Netflix, Inc.(NASDAQ:NFLX) shares have been having a hard time at the bourses. After rising about a third over four trading sessions, the stock plummeted 11 percent on Tuesday on renewed concerns about the company's growth and its ability to get quality content at reasonable prices.
One of the main challenges for the company that provides video streaming content and DVDs on rental basis is the acquisition of content from content providers and keep its costs low.
After a Citigroup survey last week which showed that customer satisfaction with Netflix had improved in the third quarter, sentiments about the stock had been upbeat.
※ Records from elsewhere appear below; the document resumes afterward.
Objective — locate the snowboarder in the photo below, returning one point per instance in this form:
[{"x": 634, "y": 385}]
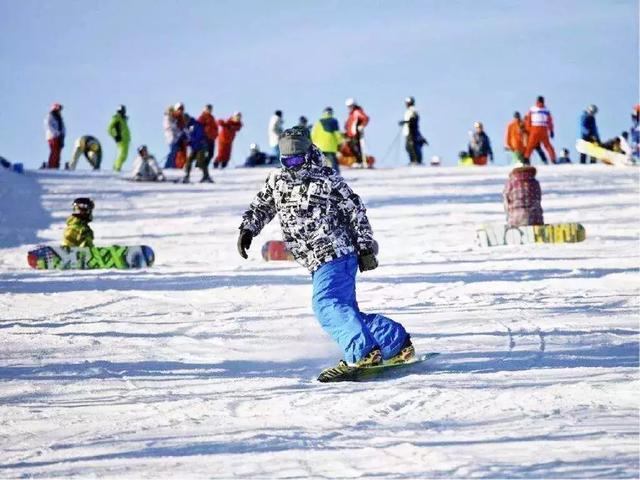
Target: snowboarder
[
  {"x": 88, "y": 146},
  {"x": 275, "y": 130},
  {"x": 589, "y": 130},
  {"x": 210, "y": 125},
  {"x": 326, "y": 135},
  {"x": 198, "y": 146},
  {"x": 55, "y": 133},
  {"x": 522, "y": 196},
  {"x": 227, "y": 132},
  {"x": 539, "y": 125},
  {"x": 146, "y": 168},
  {"x": 325, "y": 227},
  {"x": 411, "y": 132},
  {"x": 78, "y": 232},
  {"x": 480, "y": 145},
  {"x": 119, "y": 131},
  {"x": 354, "y": 131}
]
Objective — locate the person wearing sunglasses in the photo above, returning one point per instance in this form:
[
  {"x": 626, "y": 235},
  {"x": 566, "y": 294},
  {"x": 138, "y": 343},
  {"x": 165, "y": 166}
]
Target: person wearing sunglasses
[{"x": 325, "y": 226}]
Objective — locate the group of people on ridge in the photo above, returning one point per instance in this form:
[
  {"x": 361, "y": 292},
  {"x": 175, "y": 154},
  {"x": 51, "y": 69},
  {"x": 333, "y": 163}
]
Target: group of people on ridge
[
  {"x": 534, "y": 132},
  {"x": 196, "y": 140}
]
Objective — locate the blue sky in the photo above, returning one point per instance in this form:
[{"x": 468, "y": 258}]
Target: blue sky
[{"x": 462, "y": 60}]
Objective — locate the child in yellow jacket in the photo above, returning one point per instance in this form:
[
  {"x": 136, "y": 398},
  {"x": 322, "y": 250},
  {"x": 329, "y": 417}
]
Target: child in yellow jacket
[{"x": 78, "y": 232}]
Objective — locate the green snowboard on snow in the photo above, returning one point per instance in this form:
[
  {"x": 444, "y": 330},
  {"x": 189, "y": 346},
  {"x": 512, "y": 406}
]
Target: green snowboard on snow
[{"x": 357, "y": 374}]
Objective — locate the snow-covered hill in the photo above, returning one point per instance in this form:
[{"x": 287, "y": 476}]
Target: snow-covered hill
[{"x": 204, "y": 365}]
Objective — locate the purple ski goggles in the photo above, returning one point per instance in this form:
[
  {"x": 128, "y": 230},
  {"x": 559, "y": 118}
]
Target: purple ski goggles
[{"x": 293, "y": 162}]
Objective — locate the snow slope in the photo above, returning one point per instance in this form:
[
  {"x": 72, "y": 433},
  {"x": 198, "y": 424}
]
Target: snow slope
[{"x": 204, "y": 366}]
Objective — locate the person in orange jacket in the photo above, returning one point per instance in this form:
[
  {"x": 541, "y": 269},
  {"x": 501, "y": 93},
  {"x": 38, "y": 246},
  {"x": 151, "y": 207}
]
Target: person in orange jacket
[
  {"x": 514, "y": 138},
  {"x": 227, "y": 130},
  {"x": 539, "y": 125},
  {"x": 210, "y": 125},
  {"x": 354, "y": 133}
]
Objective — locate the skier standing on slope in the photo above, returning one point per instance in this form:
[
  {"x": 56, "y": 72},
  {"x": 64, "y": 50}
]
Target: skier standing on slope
[
  {"x": 78, "y": 232},
  {"x": 634, "y": 132},
  {"x": 274, "y": 131},
  {"x": 411, "y": 131},
  {"x": 119, "y": 130},
  {"x": 354, "y": 131},
  {"x": 514, "y": 138},
  {"x": 480, "y": 145},
  {"x": 146, "y": 168},
  {"x": 210, "y": 125},
  {"x": 227, "y": 133},
  {"x": 199, "y": 153},
  {"x": 539, "y": 125},
  {"x": 55, "y": 132},
  {"x": 325, "y": 226},
  {"x": 326, "y": 135},
  {"x": 589, "y": 130},
  {"x": 88, "y": 146}
]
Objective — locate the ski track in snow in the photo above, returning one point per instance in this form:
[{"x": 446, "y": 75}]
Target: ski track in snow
[{"x": 204, "y": 365}]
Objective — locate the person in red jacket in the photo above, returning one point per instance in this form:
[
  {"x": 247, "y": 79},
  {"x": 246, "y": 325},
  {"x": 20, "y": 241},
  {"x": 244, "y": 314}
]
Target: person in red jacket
[
  {"x": 227, "y": 130},
  {"x": 514, "y": 137},
  {"x": 354, "y": 127},
  {"x": 522, "y": 196},
  {"x": 539, "y": 125},
  {"x": 210, "y": 125}
]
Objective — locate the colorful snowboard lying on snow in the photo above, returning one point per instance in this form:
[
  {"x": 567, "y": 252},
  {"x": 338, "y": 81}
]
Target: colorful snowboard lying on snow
[
  {"x": 492, "y": 235},
  {"x": 604, "y": 155},
  {"x": 276, "y": 250},
  {"x": 356, "y": 374},
  {"x": 86, "y": 258}
]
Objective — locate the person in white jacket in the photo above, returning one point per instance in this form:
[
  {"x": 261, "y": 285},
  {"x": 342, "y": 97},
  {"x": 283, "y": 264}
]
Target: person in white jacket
[
  {"x": 276, "y": 127},
  {"x": 146, "y": 168}
]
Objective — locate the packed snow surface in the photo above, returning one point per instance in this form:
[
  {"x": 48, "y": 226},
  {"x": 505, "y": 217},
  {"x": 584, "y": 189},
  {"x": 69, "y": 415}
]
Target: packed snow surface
[{"x": 204, "y": 365}]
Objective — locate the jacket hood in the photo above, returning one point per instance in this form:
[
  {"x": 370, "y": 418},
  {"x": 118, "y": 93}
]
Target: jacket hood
[
  {"x": 314, "y": 162},
  {"x": 523, "y": 172}
]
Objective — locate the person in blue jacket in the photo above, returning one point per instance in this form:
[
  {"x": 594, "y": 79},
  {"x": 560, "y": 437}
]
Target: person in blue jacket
[
  {"x": 326, "y": 229},
  {"x": 589, "y": 129},
  {"x": 199, "y": 148}
]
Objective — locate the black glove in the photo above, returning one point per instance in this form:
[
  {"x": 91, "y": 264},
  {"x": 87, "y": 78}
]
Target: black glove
[
  {"x": 244, "y": 242},
  {"x": 367, "y": 261}
]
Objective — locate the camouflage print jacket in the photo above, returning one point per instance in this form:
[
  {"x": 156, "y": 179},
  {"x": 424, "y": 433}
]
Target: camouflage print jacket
[
  {"x": 321, "y": 217},
  {"x": 77, "y": 234}
]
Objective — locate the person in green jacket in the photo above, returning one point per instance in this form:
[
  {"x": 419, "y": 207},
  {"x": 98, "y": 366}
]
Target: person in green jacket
[
  {"x": 326, "y": 135},
  {"x": 78, "y": 232},
  {"x": 119, "y": 130}
]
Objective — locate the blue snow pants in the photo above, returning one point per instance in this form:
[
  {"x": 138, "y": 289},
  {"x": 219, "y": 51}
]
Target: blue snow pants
[{"x": 335, "y": 306}]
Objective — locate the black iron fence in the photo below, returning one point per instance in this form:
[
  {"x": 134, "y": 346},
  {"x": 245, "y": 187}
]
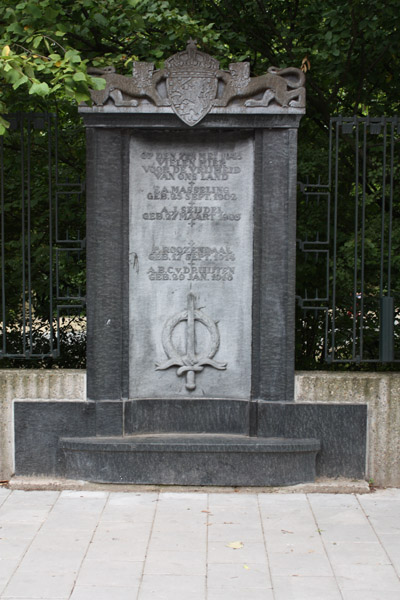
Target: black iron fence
[
  {"x": 42, "y": 240},
  {"x": 348, "y": 263},
  {"x": 349, "y": 248}
]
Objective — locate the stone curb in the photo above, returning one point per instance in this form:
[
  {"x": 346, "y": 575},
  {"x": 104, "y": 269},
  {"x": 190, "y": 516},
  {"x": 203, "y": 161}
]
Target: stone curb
[{"x": 321, "y": 486}]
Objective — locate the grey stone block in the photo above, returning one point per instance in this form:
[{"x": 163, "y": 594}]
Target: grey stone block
[
  {"x": 38, "y": 427},
  {"x": 191, "y": 459},
  {"x": 342, "y": 430},
  {"x": 197, "y": 416}
]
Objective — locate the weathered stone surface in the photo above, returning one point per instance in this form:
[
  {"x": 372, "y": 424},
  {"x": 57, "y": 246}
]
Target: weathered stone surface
[
  {"x": 191, "y": 459},
  {"x": 381, "y": 392},
  {"x": 191, "y": 245},
  {"x": 31, "y": 384},
  {"x": 191, "y": 83}
]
However on Tuesday, Bank of America Merrill Lynch downgraded the stock, which dampened sentiments.
It is the conflicting opinions among various brokerages that has led to volatility in the stock and confused investors.
"It has become a real battleground stock," Nick Gibbons of Gradient Analytics told AP. Gradient is a research firm that has a dim view of Netflix's prospects.
Apart from the rising cost of content from original content providers, Netflix is also facing competition from other entrants such as Amazon.
Netflix is also yet to recover from a steep increase in its prices last year that alienated many subscribers. In August its chief executive defended the acquiring content at a higher price saying that the higher costs justified the good quality content that it was getting.
Shares in Netflix fell $7.99 to $65.53 at the close of trading.